Purpose of the Study:

  • To elucidate the function of conserved charged residues in the intracytosolic loop 1 of the human lysosomal peptide transporter TAPL.
  • To investigate the role of specific residues in mediating interdomain communication and regulating transport activity.

Main Methods:

  • Site-directed mutagenesis of three conserved charged residues (D278, R288, D292) in TAPL.
  • Assays to measure peptide transport and ATPase activity of wild-type and mutant TAPL transporters.
  • Analysis of nucleotide specificity (ATP vs.
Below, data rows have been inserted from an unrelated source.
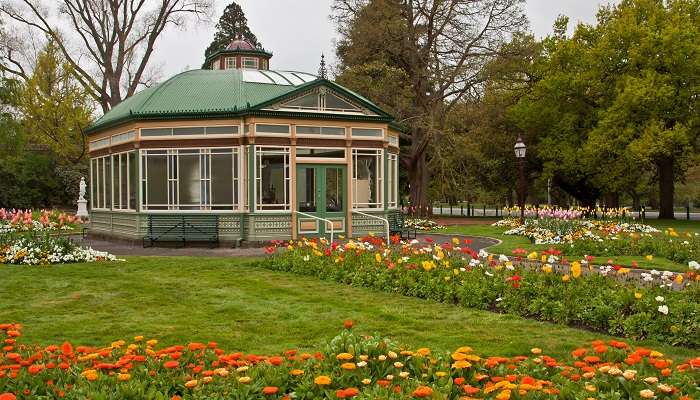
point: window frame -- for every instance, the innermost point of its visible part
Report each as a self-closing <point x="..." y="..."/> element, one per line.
<point x="258" y="151"/>
<point x="172" y="177"/>
<point x="379" y="156"/>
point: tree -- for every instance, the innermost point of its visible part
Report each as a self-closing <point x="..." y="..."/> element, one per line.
<point x="55" y="107"/>
<point x="231" y="25"/>
<point x="441" y="48"/>
<point x="113" y="40"/>
<point x="652" y="48"/>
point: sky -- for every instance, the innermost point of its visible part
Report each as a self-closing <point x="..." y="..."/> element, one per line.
<point x="298" y="31"/>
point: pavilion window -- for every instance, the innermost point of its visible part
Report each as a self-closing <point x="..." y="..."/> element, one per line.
<point x="367" y="132"/>
<point x="393" y="175"/>
<point x="272" y="178"/>
<point x="367" y="178"/>
<point x="271" y="129"/>
<point x="123" y="181"/>
<point x="320" y="130"/>
<point x="250" y="62"/>
<point x="101" y="183"/>
<point x="191" y="179"/>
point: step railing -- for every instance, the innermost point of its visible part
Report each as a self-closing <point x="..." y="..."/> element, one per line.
<point x="386" y="222"/>
<point x="319" y="219"/>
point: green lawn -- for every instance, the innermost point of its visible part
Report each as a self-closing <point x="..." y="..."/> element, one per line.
<point x="511" y="242"/>
<point x="243" y="307"/>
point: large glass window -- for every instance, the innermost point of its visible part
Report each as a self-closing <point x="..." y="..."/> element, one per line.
<point x="366" y="178"/>
<point x="274" y="129"/>
<point x="191" y="179"/>
<point x="272" y="178"/>
<point x="393" y="181"/>
<point x="124" y="181"/>
<point x="191" y="131"/>
<point x="369" y="132"/>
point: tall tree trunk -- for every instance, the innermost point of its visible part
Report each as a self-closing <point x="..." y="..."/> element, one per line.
<point x="666" y="187"/>
<point x="418" y="177"/>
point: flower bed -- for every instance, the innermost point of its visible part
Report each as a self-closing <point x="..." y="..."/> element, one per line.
<point x="559" y="231"/>
<point x="453" y="274"/>
<point x="35" y="221"/>
<point x="348" y="366"/>
<point x="44" y="250"/>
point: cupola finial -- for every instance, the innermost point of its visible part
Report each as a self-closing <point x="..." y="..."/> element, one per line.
<point x="322" y="72"/>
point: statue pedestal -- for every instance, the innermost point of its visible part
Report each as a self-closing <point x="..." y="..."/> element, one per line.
<point x="82" y="209"/>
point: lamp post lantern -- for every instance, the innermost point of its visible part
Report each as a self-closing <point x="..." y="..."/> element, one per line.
<point x="520" y="150"/>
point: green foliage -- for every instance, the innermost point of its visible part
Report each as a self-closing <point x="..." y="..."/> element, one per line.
<point x="591" y="301"/>
<point x="55" y="107"/>
<point x="232" y="24"/>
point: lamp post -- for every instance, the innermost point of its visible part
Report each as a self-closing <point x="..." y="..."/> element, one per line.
<point x="520" y="150"/>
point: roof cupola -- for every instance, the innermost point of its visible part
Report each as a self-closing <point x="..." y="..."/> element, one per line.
<point x="240" y="54"/>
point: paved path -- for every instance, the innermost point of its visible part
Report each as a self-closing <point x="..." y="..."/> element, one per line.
<point x="120" y="248"/>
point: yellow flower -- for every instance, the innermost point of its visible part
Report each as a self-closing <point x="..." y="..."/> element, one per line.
<point x="575" y="269"/>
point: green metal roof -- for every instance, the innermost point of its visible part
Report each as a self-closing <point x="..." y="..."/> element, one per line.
<point x="220" y="93"/>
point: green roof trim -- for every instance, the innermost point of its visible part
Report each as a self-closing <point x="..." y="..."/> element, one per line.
<point x="207" y="94"/>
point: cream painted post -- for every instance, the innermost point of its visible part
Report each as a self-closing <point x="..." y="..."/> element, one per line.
<point x="348" y="161"/>
<point x="293" y="175"/>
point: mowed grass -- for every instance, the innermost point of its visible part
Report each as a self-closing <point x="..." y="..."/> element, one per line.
<point x="512" y="242"/>
<point x="247" y="308"/>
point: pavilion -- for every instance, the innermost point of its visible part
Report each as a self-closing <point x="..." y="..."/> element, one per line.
<point x="273" y="154"/>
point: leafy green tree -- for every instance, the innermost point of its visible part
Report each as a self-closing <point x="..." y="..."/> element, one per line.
<point x="434" y="50"/>
<point x="231" y="25"/>
<point x="652" y="49"/>
<point x="55" y="107"/>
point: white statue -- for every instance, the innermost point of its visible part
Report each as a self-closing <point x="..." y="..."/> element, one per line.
<point x="82" y="203"/>
<point x="82" y="188"/>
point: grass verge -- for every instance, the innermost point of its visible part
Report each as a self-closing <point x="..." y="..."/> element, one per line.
<point x="182" y="299"/>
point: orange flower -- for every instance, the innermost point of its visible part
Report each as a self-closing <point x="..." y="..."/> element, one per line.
<point x="422" y="391"/>
<point x="270" y="390"/>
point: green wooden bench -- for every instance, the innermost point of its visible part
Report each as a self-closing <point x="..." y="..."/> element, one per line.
<point x="182" y="228"/>
<point x="397" y="226"/>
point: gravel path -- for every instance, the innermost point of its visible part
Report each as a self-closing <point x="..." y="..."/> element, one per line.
<point x="121" y="248"/>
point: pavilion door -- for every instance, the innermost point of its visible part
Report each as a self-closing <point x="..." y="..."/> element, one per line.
<point x="321" y="192"/>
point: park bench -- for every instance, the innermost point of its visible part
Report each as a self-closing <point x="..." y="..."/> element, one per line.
<point x="182" y="228"/>
<point x="397" y="226"/>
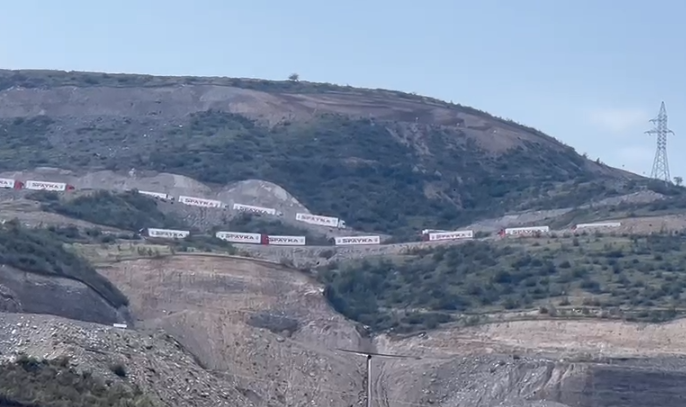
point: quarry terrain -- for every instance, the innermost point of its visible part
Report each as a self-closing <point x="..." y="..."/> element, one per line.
<point x="565" y="319"/>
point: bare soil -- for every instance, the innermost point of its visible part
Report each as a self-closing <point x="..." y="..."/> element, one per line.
<point x="271" y="329"/>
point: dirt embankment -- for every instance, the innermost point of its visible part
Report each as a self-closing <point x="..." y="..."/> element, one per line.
<point x="152" y="360"/>
<point x="268" y="327"/>
<point x="35" y="293"/>
<point x="272" y="329"/>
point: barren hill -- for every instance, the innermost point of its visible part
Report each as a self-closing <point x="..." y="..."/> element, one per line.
<point x="381" y="160"/>
<point x="270" y="329"/>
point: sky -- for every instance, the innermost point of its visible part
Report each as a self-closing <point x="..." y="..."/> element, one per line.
<point x="591" y="73"/>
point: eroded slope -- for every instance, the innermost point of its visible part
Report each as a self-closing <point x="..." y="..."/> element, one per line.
<point x="152" y="360"/>
<point x="381" y="160"/>
<point x="265" y="325"/>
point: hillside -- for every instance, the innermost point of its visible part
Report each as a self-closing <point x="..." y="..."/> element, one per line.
<point x="383" y="161"/>
<point x="270" y="328"/>
<point x="39" y="275"/>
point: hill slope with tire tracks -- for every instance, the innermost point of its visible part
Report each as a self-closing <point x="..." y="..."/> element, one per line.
<point x="267" y="196"/>
<point x="222" y="309"/>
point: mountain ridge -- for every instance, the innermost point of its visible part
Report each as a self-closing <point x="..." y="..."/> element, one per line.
<point x="381" y="160"/>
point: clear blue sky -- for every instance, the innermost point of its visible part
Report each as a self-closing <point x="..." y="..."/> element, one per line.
<point x="589" y="72"/>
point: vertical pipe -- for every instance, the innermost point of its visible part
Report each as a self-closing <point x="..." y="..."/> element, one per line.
<point x="369" y="380"/>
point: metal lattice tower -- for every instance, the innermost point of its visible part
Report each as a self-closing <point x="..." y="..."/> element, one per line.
<point x="661" y="165"/>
GTP) for hydrolysis and transport.

Main Results:

  • D278A substitution disrupted peptide transport by inhibiting ATP hydrolysis.
  • R288A and D292A substitutions reduced peptide transport but increased basal ATPase activity.
  • R288A and D292A mutants showed altered peptide-dependent ATPase activity and hydrolyzed both ATP and GTP, unlike wild-type TAPL.

Conclusions:

  • D278 is vital for bidirectional interdomain communication via polar interactions.
  • R288 and D292 regulate ATP hydrolysis, likely by stabilizing the outward-facing transporter conformation.
  • Understanding these residues' functions advances knowledge of ABC transporter mechanisms and potential therapeutic targets.